Could a pilot of a single engine or twin aircraft equipped with a weather avoidance radar make his own radar approach? Is the radar good enough? And what are the techniques needed to make such an approach?
Theoretically, the answer is a qualified "yes". But in a practical sense the answer is "probably not". Consider the following factors bearing upon airborne radar directed approaches. Then compare these against your weather radar's features.
Your radar equipment must present a high resolution image, an accurate portrayal of the topographical and man-made features in and around the airport. That calls for a narrow radar beam (width under two degrees ) to preclude azimuth smearing of the images which could obscure the runway.
The radar display should include accurate range markers or a variable calibrated cursor capable of indicating distances from the airplane to the end of the runway. It is critical that range is accurately determined to one-quarter mile or less.
Short pulse lengths are also necessary to minimize range measurement errors. And it is useful to have adjustable gain and contrast controls to optimize the image for sharpness and maximum detail. Adjustable antenna tilt is not important because a narrow azimuth beam pattern often means a wide vertical pattern anyway. Remember, the target (runway) is not a radar blip. It's the absense of one within the clutter of ground returns and man-made objects.
Simple weather radars typically display slant range and not ground range to the runway. There is a difference. Remember, you're flying down the glide slope along the hypotenuse of a right triangle, one side being your altitude and the other the ground distance to the runway. If your glide slope is steep the difference between slant range and ground range is greater than if the glideslope is shallow.
The general procedure requires the pilot to know his ground range to the end of the runway as well as the heading to steer. At various ranges along the glidepath altitude and speed must be carefully maintained. Assume, for example, that groundspeed is 120 knots and a descent rate of 500 feet per minute is practical for your airplane and airfield obstacles. At five miles from touchdown you must be at 1250 feet AGL and on course. Touchdown is just 2.5 minutes away. At three miles out you must be at 750 feet and at one mile 250 feet AGL. All the while you must keep on course, aligned with the runway.

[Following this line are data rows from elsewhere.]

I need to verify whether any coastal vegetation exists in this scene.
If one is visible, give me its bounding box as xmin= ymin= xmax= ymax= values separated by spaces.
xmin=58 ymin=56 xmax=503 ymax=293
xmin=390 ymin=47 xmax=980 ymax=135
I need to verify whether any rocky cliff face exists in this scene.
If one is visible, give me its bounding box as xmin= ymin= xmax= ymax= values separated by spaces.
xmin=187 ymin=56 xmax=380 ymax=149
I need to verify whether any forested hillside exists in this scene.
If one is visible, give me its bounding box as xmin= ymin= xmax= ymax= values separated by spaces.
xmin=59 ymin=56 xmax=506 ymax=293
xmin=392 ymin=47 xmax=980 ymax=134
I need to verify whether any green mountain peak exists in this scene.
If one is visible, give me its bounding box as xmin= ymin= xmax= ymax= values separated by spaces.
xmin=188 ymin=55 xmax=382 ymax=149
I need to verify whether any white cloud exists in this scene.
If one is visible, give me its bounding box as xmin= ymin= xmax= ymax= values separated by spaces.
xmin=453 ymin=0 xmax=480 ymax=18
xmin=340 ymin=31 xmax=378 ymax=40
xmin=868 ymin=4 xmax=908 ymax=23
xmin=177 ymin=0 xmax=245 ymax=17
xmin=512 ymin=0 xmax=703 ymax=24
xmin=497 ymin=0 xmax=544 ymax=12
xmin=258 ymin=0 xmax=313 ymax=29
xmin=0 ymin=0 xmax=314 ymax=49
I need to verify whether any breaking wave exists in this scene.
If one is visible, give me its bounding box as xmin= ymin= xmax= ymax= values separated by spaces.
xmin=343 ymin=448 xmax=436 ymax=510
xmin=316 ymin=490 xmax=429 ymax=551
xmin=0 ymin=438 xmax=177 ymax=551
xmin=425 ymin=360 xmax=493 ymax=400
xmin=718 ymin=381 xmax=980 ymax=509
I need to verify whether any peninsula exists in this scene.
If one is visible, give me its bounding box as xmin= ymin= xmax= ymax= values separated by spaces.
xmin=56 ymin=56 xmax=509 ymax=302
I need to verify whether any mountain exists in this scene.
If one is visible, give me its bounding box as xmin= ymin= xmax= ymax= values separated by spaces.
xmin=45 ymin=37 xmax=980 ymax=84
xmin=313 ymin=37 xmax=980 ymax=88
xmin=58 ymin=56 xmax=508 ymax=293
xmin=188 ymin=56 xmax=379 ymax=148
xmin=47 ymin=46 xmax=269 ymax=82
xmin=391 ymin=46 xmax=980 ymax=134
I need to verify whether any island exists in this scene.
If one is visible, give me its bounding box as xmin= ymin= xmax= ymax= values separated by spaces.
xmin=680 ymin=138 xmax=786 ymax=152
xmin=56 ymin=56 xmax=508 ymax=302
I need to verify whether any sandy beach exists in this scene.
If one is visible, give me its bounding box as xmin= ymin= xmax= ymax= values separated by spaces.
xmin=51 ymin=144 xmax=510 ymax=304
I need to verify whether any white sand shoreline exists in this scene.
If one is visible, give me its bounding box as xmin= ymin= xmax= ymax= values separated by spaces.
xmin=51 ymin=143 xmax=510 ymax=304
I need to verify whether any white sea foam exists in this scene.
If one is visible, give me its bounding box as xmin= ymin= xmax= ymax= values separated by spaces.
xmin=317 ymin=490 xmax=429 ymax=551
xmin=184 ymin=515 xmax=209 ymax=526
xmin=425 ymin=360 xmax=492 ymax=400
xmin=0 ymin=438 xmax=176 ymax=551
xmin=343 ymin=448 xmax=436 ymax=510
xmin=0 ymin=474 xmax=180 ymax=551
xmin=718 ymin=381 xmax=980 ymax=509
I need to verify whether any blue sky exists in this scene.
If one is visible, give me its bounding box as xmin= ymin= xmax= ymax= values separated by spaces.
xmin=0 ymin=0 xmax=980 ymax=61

As the range to the runway diminishes the radar image of the runway widens and smears. Close-in ground clutter brightens because echoes get stronger. You may detect the edges of the runway, the rough surfaces which reflect back toward you. The smooth runway itself will remain dark because returned echoes are absent.
It's a lot of work to fly the airplane precisely, maintaining course and glideslope while holding speed constant. Altitude at each range mark is crucial. There's no opportunity for one pilot to do all this while constantly monitoring the ever-changing radar images. It takes two people, a skilled radar operator and a capable pilot.
What weather minimums should apply to this technique? In the above example a 500 foot ceiling gives the pilot just one minute to transition to a visual approach and landing. At lower ceilings the time gets much shorter and there's not enough time to make last minute corrections. You're down to just seconds.
Equipment in many military bombers and fighters is accurate enough to make such approaches possible. Crews must practice to master the techniques and to perfect the coordination required.
Should others with less capable radar systems or no RDA experience try this? Even in an emergency situation? Not really. That's what alternate airfields are for.